I had a chance to see the poured foundation walls today. Originally, we were thinking to use block construction, but there's no arguing with the speed at which the poured concrete walls went up. Our builder has a lot of experience with this construction method, and our architect is cool with it so it's the way we went. Jane's not psyched about the formed brick impressions (she detests fake attempts when something tries to look like what it's not), but all that is going to get stuccoed anyway so you'll never see it.
(Aside: Jane gives me grief because this is all boring and not funny. I keep telling her that things are moving so fast, and there's so much information to get in that there isn't time to be funny. Don't worry! I'm sure there will be plenty to laugh about later.)
One big question that we have is whether we're going to need an ejector pump in the basement or not. The basement bathroom is above a step-up at the bottom of the basement stairs. We don't really know what's under that step-up. Ideally of course, the sewage line is below the grade of the new basement bathroom and we'll just let gravity do what it does best. If not, we'll need an ejector pump to get the, er, goo up from the lower bathroom into the main sewage line. If necessary, we'll hide the ejector pump under the stairs just as we're doing with the sump pump. We think there's enough room there. Tomorrow hopefully, we'll get that step-up jackhammered and take a look at what's there.

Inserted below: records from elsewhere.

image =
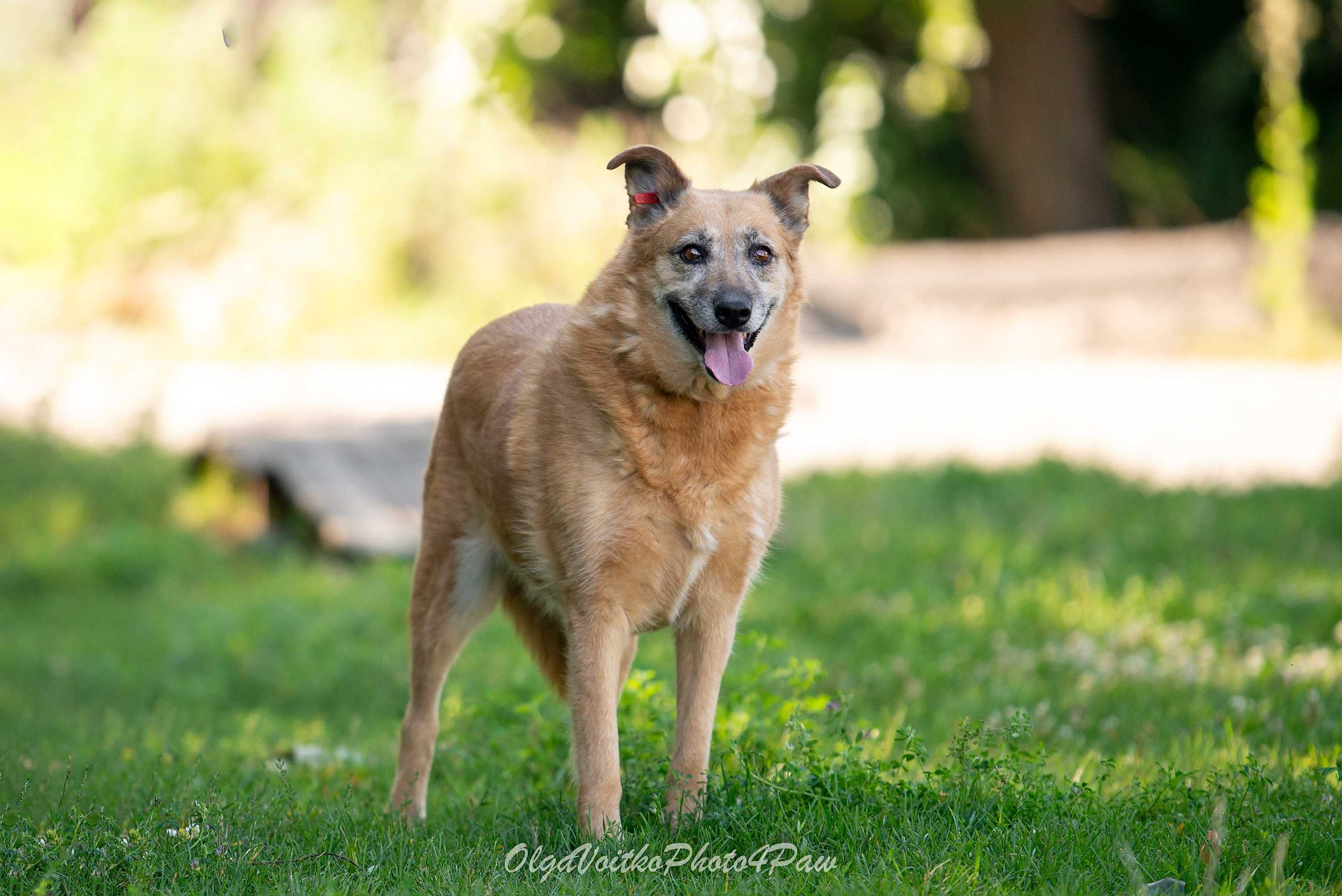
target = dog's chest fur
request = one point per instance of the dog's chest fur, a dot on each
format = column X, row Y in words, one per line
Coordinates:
column 675, row 506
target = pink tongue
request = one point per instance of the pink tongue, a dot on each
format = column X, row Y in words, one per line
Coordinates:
column 726, row 356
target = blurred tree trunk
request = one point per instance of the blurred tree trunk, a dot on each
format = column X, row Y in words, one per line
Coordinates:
column 1039, row 120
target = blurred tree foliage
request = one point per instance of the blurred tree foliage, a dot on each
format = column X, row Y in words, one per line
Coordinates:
column 1081, row 112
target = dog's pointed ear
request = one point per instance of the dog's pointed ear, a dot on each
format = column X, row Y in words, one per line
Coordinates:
column 791, row 196
column 653, row 180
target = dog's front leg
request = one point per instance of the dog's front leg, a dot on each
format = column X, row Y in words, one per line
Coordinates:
column 599, row 640
column 702, row 647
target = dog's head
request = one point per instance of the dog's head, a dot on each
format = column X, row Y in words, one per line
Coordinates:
column 716, row 272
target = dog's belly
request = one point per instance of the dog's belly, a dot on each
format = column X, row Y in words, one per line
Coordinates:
column 655, row 585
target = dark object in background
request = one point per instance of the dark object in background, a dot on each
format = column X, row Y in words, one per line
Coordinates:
column 356, row 487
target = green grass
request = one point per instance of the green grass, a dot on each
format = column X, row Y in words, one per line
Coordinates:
column 183, row 717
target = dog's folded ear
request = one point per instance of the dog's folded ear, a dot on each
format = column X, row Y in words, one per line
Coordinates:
column 791, row 196
column 653, row 180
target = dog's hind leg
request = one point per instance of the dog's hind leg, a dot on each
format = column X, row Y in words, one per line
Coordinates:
column 457, row 584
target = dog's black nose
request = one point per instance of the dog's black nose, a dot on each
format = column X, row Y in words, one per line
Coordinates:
column 732, row 310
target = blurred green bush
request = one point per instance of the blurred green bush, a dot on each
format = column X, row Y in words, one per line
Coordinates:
column 361, row 178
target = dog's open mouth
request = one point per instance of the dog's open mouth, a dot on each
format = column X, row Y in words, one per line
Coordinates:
column 725, row 355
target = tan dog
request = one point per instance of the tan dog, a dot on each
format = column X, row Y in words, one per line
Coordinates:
column 608, row 468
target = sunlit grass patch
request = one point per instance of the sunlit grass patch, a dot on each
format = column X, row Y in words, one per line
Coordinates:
column 948, row 680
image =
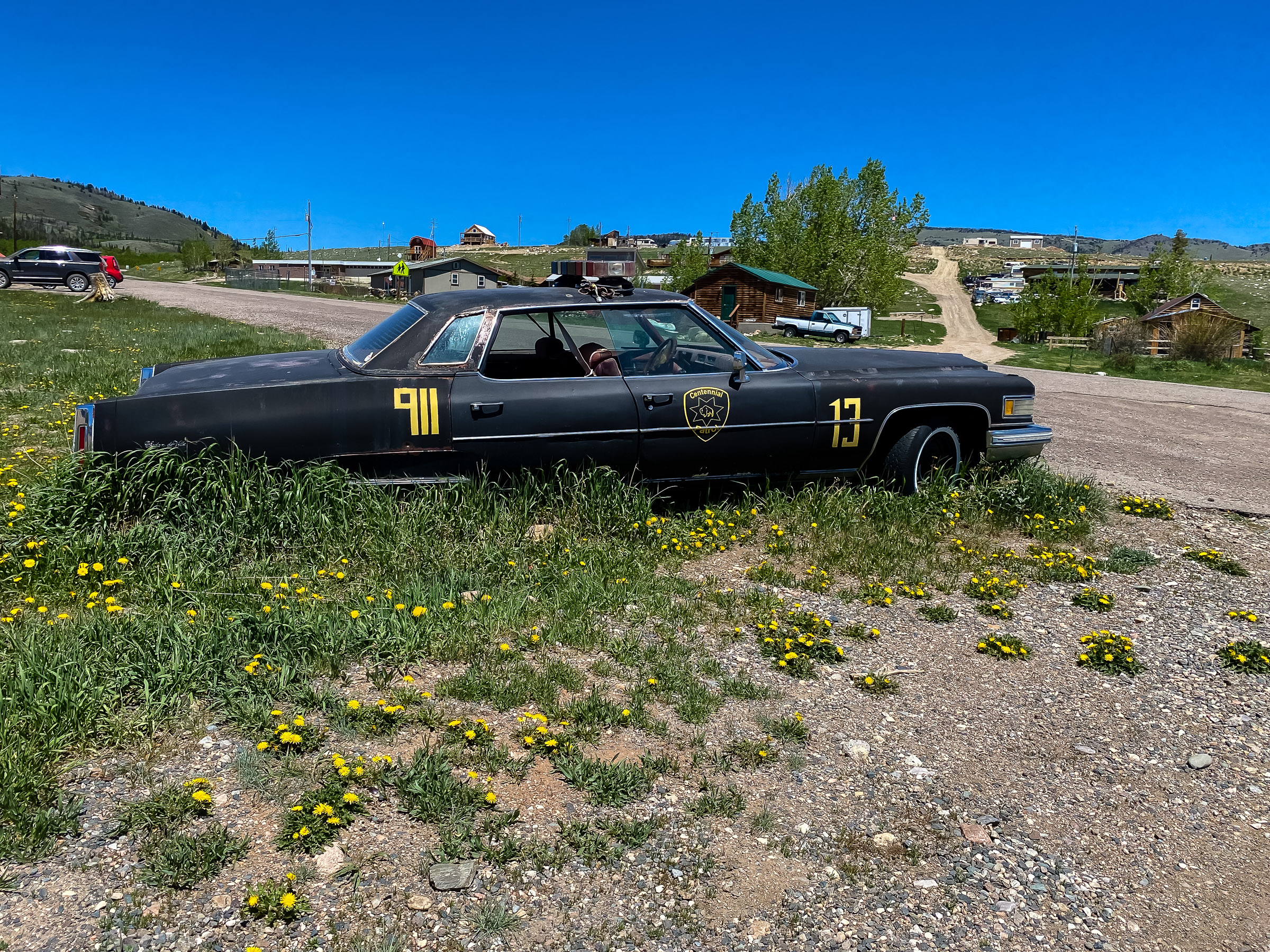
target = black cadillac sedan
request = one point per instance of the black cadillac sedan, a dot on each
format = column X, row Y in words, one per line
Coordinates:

The other issue is the gas meter, which is currently inside what was the utility room, but what will be the family room if we finish the basement. Of course, we'd rather not have the gas meter in that location, but it may not be feasible to move it. There's no room outside that wall because of the new bay window, and it will probably be cost prohibitive to move the meter to the far side of the house where the new utility room is going. The plumber indicates that even with the additional BTUs of Jane's New UberOven we apparently won't need a new meter, so the gas company would be reluctant to pay for moving it. It won't be that big of a deal if we keep it where it is; we'll just hide it behind a closet or some such.
We're still thinking about finishing the basement. It's an additional cost (not part of the base contract), but it sure would be nice. We have some time to decide. We also have a bit of time to decide about the new back porch and new front walkway. Jane really wants to flagstone it, but that's also an extra cost. The difference is in the finish and depth of the concrete we're pouring in those locations. Obviously if we don't flagstone it, we'll have a nice smoother finish, but if we do cover it in flagstones, we'd want a more rough and thinner slab there. Again, we have time to decide.
As a cost saving measure we decided to keep the existing vinyl replacement windows in the old house and match the new windows as best we can. The problem is that new windows have a different reveal (the border area) than replacement windows. This won't matter on the front of the house because the only new windows are the bay and that will look different anyway. On the back, it's all new windows and on the Scutt-side it won't matter too much because it's not really visible from the street. On the Louis-side though there will be a mix of existing and new windows and Jane is concerned about the different looks. We'll have a better feel for that when we see some window options.
If the lumber arrives, we're told they may begin framing tomorrow.
Um, how the hell are the pod guys going to get their pods back when they're done?